Nicholas Di Martino non è morto per una banale lite tra ragazzi e nemmeno come risposta per legittima difesa.

Lo ha stabilito la Corte di Cassazione sulla notte di sangue che ha sconvolto la città di Gragnano poco più di un anno fa, in vista del processo vero e proprio. Due raid, uno in via Vittorio Veneto, l’altro in via Pasquale Nastro, inseriti in una lite tra bande per il controllo delle piazze di spaccio a Gragnano. Nicholas, appena 17enne, fu ucciso da una coltellata sferrata da Maurizio Apicella, che ferì gravemente anche Carlo Langellotti.

In cella da mesi, sul capo di Maurizio Apicella, 20 anni e figlio del ras Rossano l'accusa più grave.

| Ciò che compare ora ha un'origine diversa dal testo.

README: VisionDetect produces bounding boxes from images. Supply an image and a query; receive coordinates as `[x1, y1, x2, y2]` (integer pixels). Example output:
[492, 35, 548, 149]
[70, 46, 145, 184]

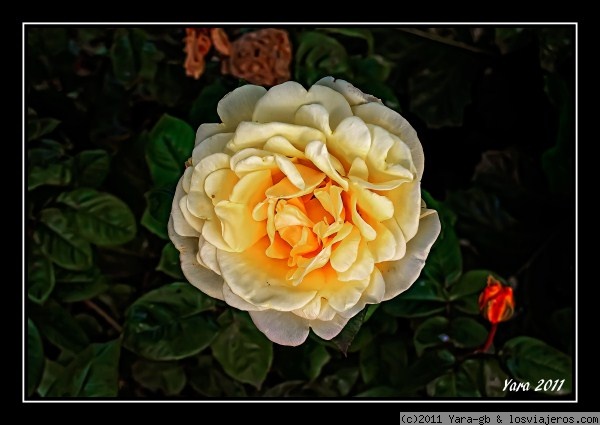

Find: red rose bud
[479, 276, 515, 324]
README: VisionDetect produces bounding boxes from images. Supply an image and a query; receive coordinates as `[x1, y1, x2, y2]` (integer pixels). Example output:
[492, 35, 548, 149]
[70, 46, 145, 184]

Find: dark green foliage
[23, 26, 576, 399]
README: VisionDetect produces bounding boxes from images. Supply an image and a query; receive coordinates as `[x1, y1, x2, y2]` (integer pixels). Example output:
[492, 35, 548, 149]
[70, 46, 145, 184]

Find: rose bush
[169, 77, 440, 346]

Dietro le sbarre anche il suo compagno di quella notte Ciro di Lauro, 21 anni. Furono loro, come hanno anche ammesso, a ferire a morte il nipote del boss ergastolano Nicola Carfora e il cugino, Carlo Langellotti, che era con lui quella notte.

I giudici ermellini hanno spiegato che Apicella, dopo essersi liberato dalla morsa del suo aggressore, ha difeso il suo amico sferrando una coltellata fatale, ma non per legittima difesa. Ciò che non ha convinto i giudici è che Apicella, tenuto per la gola da Langellotti, dopo essersi liberato della sua morsa avrebbe potuto sfuggire alla lite allontanandosi, anziché andare in soccorso dell’amico Ciro Di Lauro. Tra l’altro è emersa anche la sproporzione tra difesa e offesa. Apicella era armato di coltello mentre Nicholas era disarmato e non ha avuto scampo. Una vita spezzata a 17 anni e i familiari che in questi mesi hanno chiesto a gran voce giustizia.